From watercolor paintings to stained glass, jewelry, photography, handcrafted wood art, leatherwork, and oils, there was a little something for everybody at Black Butte Ranch's Art at the Ranch art exhibit held over the Labor Day weekend.

The fundraiser, now in it's 27th year, is sponsored by the Black Butte Ranch Art Guild, and raises upwards of $7,000 each year for the Sisters High School visual arts program and Sisters High School art students. Each year, three to four students are awarded scholarships.

"This fundraiser is just part of what the art guild does to support the school district's visual-arts program," said Jessie-Lea Abbott, co-chair of the Art Guild. "Some of the money goes to program support and some of it goes for student scholarships for kids who are continuing the study of art in college."

The two-day event started on Friday with a silent auction, and continued on Saturday with artists from all over the area displaying their art in the pavilion tent on the tennis courts just outside the Lodge. Every year, 100 percent of the proceeds from the silent auction go toward helping fund the visual-arts program and sponsoring student scholarships. In addition, 20 percent of vendor sales are also donated.

Bub Warren of Redmond, who specializes in leatherwork - particularly saddles - was at his first fundraiser this year.

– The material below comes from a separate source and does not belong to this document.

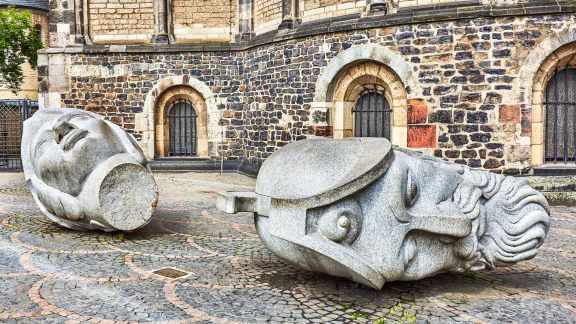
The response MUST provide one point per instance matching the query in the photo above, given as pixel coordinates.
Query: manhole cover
(170, 273)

"I've made 1,300 saddles in 38 years and I'm about ready to retire," said Warren. "One of my customers asked me to come so I thought I'd come out and see if we could help raise some money for the kids."

Mitch Deaderick and wife Michelle are pottery artists from Sisters and have been plying their craft in the area for nearly 40 years; they have been participants in the fundraiser since it's inception.

"As well as doing the fundraiser, we do a lot of work for the Ranch doing custom mugs. But it's always good to come out and support the kids," said Mitch. "Especially in the arts, so they can go pursue their hopes and dreams."

The scholarships the students are awarded are based on an application process that includes an interview and a review of the submitted portfolios by the guild.

"In addition to the auction and sales, we add to that and have a drawing for the opportunity quilt, and all proceeds from that go to the program and students as well," said Abbott.